Andrographolide interferes with binding of nuclear factor-kappaB to DNA in HL-60-derived neutrophilic cells

Abstract

1. Andrographolide, the major active component from Andrographis paniculata, has shown to possess anti-inflammatory activity. Andrographolide inhibits the expression of several proinflammatory proteins that exhibit a nuclear factor kappa B (NF-kappaB) binding site in their gene. 2. In the present study, we analyzed the effect of andrographolide on the activation of NF-kappaB induced by platelet-activating factor (PAF) and N-formyl-methionyl-leucyl-phenylalanine (fMLP) in HL-60 cells differentiated to neutrophils. 3. PAF (100 nM) and fMLP (100 nM) induced activation of NF-kappaB as determined by degradation of inhibitory factor B alpha (IkappaB alpha) using Western blotting in cytosolic extracts and by binding to DNA using electrophoretic mobility shift assay (EMSA) in nuclear extracts. 4. Andrographolide (5 and 50 microM) inhibited the NF-kappaB-luciferase activity induced by PAF. However, andrographolide did not reduce phosphorylation of p38 MAPK or ERK1/2 and did not change IkappaB alpha degradation induced by PAF and fMLP. 5. Andrographolide reduced the DNA binding of NF-kappaB in whole cells and in nuclear extracts induced by PAF and fMLP. 6. Andrographolide reduced cyclooxygenase-2 (COX-2) expression induced by PAF and fMLP in HL-60/neutrophils. 7. It is concluded that andrographolide exerts its anti-inflammatory effects by inhibiting NF-kappaB binding to DNA, and thus reducing the expression of proinflammatory proteins, such as COX-2.

Figures

Figure 1

Inhibition of NF-κB-luciferase activity by andrographolide. (a) Schematic representation of NF-κB-luc construct. (b) HL-60/neutrophils were transiently transfected with the NF-κB-luc construct (Firefly luciferase) and a control gene (Renilla luciferase). The cells were preincubated with andrographolide (5 and 50 μM) for 30 min and stimulated with 100 nM PAF for 60 min.

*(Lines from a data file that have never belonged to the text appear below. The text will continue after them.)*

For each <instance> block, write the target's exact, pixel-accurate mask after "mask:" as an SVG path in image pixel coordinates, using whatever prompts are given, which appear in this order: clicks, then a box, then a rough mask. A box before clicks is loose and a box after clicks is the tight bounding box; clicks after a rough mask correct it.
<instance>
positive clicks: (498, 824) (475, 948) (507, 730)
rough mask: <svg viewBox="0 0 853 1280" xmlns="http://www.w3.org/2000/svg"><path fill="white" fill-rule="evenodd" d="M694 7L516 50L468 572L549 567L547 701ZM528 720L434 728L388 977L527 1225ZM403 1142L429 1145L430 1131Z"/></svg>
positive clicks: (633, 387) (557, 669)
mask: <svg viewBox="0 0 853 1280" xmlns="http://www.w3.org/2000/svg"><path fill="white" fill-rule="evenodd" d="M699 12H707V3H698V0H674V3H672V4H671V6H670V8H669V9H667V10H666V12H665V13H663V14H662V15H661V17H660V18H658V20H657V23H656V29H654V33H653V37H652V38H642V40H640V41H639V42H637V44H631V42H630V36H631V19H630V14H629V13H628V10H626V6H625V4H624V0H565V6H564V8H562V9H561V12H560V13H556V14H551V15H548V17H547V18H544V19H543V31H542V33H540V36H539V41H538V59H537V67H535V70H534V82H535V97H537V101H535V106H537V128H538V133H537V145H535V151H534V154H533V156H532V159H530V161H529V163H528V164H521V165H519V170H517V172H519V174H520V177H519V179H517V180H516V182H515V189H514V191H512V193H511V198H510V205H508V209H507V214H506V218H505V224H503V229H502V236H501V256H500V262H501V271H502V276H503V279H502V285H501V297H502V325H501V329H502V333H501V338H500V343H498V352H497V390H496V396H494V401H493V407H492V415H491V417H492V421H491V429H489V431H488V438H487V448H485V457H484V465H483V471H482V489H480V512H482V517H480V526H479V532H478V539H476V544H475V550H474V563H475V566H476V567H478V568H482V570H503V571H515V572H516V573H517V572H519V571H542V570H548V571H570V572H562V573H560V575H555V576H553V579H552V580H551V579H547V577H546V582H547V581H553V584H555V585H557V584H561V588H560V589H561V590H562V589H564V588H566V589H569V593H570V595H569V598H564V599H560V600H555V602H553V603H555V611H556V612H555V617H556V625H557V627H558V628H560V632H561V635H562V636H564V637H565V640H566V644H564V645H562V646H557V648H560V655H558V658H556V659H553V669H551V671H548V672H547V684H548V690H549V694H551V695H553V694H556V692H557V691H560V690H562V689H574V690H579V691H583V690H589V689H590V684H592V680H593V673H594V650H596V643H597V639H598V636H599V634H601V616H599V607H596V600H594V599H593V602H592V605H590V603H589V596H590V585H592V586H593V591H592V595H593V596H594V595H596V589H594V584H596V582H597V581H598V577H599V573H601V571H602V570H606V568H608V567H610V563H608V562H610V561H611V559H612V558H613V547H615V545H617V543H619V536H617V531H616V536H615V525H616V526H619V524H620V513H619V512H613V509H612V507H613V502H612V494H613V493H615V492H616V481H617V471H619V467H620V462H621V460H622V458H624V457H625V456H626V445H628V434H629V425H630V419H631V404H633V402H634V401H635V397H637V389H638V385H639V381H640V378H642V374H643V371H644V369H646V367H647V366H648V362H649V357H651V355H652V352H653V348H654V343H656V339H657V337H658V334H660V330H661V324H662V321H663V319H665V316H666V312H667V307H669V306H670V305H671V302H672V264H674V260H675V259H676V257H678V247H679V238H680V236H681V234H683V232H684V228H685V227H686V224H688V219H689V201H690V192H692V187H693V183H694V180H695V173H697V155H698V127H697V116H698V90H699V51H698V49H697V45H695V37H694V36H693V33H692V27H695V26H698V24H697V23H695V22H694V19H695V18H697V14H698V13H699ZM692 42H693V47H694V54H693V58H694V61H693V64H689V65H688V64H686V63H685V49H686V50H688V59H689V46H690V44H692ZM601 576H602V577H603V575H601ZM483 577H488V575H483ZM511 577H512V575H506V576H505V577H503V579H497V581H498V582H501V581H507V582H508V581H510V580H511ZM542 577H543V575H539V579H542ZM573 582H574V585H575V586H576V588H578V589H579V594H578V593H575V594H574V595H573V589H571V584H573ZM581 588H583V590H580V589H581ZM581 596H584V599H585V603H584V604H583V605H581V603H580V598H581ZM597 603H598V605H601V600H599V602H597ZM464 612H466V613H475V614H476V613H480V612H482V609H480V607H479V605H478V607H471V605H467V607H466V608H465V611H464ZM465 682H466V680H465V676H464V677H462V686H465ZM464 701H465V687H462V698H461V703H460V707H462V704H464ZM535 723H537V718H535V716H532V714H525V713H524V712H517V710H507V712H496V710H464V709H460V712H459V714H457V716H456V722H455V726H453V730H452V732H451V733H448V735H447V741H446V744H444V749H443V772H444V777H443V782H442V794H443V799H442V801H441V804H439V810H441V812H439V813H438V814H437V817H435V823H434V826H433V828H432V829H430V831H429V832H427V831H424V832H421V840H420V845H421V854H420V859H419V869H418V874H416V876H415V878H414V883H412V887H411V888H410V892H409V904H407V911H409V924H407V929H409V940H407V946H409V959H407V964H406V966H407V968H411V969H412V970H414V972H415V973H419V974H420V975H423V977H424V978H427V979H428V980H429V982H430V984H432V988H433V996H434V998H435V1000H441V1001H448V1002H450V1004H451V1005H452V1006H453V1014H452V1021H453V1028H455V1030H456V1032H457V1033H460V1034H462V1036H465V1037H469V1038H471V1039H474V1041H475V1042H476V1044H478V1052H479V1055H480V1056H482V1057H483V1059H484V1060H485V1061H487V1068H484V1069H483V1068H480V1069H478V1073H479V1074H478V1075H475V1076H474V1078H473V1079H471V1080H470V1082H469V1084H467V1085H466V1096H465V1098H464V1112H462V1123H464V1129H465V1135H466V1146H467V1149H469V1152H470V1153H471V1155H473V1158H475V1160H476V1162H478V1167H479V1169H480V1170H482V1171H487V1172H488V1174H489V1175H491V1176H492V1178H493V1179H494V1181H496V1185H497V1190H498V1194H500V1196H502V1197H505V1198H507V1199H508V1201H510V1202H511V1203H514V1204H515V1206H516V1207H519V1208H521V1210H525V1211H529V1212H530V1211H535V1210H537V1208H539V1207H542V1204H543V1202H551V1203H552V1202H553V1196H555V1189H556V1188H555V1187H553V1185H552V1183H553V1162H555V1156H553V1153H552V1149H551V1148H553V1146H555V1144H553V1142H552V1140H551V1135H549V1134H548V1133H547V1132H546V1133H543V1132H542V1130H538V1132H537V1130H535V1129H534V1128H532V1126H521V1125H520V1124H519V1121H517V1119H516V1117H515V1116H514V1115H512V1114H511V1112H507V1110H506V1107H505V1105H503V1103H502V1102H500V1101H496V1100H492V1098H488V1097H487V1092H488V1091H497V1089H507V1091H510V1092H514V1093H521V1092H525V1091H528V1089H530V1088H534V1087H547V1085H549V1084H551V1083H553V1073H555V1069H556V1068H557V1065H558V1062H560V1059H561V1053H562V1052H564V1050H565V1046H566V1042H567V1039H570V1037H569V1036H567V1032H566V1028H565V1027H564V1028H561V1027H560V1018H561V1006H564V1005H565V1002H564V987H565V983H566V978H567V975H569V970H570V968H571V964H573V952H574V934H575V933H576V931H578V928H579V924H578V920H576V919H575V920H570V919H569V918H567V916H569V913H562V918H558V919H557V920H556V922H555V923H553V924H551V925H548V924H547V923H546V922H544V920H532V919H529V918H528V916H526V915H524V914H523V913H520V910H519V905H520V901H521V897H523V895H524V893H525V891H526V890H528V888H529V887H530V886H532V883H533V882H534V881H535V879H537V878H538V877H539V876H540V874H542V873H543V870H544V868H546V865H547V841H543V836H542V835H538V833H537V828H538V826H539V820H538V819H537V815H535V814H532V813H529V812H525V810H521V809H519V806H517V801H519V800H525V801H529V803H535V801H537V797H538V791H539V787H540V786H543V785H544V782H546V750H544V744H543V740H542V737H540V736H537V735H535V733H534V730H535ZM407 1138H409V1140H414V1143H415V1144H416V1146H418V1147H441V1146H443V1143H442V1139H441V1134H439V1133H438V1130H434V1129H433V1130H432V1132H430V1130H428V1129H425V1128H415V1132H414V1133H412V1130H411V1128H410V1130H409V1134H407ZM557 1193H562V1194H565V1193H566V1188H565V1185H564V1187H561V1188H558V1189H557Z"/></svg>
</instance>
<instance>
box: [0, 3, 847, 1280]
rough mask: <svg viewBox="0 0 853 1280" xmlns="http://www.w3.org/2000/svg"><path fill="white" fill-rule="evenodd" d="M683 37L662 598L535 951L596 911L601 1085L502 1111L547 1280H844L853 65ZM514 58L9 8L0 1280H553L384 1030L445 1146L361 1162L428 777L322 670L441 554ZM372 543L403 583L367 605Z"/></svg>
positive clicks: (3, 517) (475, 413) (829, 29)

Luciferase activity was measured in a luminometer, and expressed as fold from control group; each bar represents mean±s.e.m., n=3. *P<0.05 vs PAF group.

Figure 2

Andrographolide does not affect MAPK phosphorylation and IkBα degradation. (a) HL-60/neutrophils were pretreated with andrographolide (10 or 50 μM) or vehicle for 15 min, and then stimulated with PAF or fMLP (100 nM) for 2 min. Western blot analysis was made with p-ERK1/2, ERK1/2, p-p38 and p38 antibodies. (b) HL-60/neutrophils were pretreated with andrographolide (50 μM) or vehicle for 15 min, and then stimulated with PAF or fMLP (100 nM) for 30 min. IkBα was analyzed in the cytosolic extract by Western blot with anti-IkBα antibody. The amount of proteins was normalized with anti-β-actin antibody.

Figure 3

Andrographolide reduces DNA NF-κB binding in vivo. (a) HL-60/neutrophils stimulated with 100 nM PAF increased the DNA NF-κB binding and 100 μM andrographolide was able to inhibit this DNA binding. (b) fMLP (100 nM) increased the DNA binding of NF-κB and 50 and 100 μM andrographolide inhibited this effect. The arrow indicates specific binding of NF-κB. (c) EMSA assay. Lane 1, binding in the presence of 100-fold excess specific probe; lane 2, binding in the absence of nuclear extract; lane 3, binding in the presence of 500-fold excess mutated probe. For all experiments, 2 μg of nuclear proteins was assayed for the binding of DNA, resolved in 6% PAGE and analyzed (Methods). Each bar represents the mean±s.e.m., n=at least 3. *P<0.05 vs PAF or fMLP group.

Figure 4

Andrographolide inhibition of DNA NF-κB binding in vitro. To analyze the effect of andrographolide in vitro, HL-60/neutrophils were stimulated with 100 nM PAF (a) or fMLP (b), and nuclear extracts were obtained as described in Methods. The nuclear extracts were incubated with andrographolide (10, 50 or 100 μM) for 15 min, and then the DNA binding reaction was carried out and analyzed as in Figure 3. The arrow indicates specific binding of NF-κB. Each bar represents the intensity fold of control, mean±s.e.m., n=at least 3. *P<0.05 vs PAF or fMLP group.

Figure 5

Andrographolide reduces COX-2 expression in HL-60/neutrophils. Cells were preincubated with 50 μM andrographolide for 15 min, and then stimulated with PAF or fMLP for 2 h. Total protein extracts were obtained and 80 μg of protein was used to analyze COX-2 expression and β-actin by Western blot with specific antibodies.